Intermodal volumes, which refer to containers moved both ways, are currently breaking records, having risen by 7% year-on-year in March. The eastern segment of JB Hunt’s network is even gaining ground against highway transport (8% growth in Q1). The company also hit its cost-reduction targets, achieving a low-cost execution rate of $130 million against an initial goal of $100 million. JB Hunt appears set for growth, aiming to add between 800 and 1,000 trucks this year, bolstered by favorable regulatory conditions and a solid safety record.

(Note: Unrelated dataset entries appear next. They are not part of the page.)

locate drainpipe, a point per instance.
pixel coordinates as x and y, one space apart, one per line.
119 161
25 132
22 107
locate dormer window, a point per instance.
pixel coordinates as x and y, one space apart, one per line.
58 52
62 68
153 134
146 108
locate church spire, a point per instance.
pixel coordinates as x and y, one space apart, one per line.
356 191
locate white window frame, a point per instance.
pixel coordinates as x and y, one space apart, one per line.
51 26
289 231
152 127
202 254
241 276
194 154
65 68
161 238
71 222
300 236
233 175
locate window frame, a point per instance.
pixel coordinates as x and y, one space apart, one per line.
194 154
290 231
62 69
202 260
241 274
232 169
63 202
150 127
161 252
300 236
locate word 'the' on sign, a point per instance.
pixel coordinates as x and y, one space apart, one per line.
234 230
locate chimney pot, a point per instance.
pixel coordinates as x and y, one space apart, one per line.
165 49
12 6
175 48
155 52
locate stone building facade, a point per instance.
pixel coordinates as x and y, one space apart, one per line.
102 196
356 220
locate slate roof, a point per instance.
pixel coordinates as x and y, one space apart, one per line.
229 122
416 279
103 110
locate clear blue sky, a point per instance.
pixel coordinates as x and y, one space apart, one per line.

Josh remarks that JB Hunt is close to hitting $300, the price that seemed to resist it last week. Below this level, a 50-day rally has been providing solid support since reaffirming the upward trend from last October’s lows. Buyers have consistently protected this price point, and there’s no indication that will change. The RSI is at 69, often interpreted as an “extension” level, which makes sense given the stock’s steady constructive growth. Keeping the picture clear going into the critical $300 test, traders could maintain stops just below the recent consolidation around $270. For investors, anchoring at the current $253—representing the 50-day mark—is advisable, as it’s acting as a sturdy foundation for the rally. The 200-day moving average is nearly 50% lower than today’s price, but that seems reminiscent of past experiences, so we’ll set that aside for now.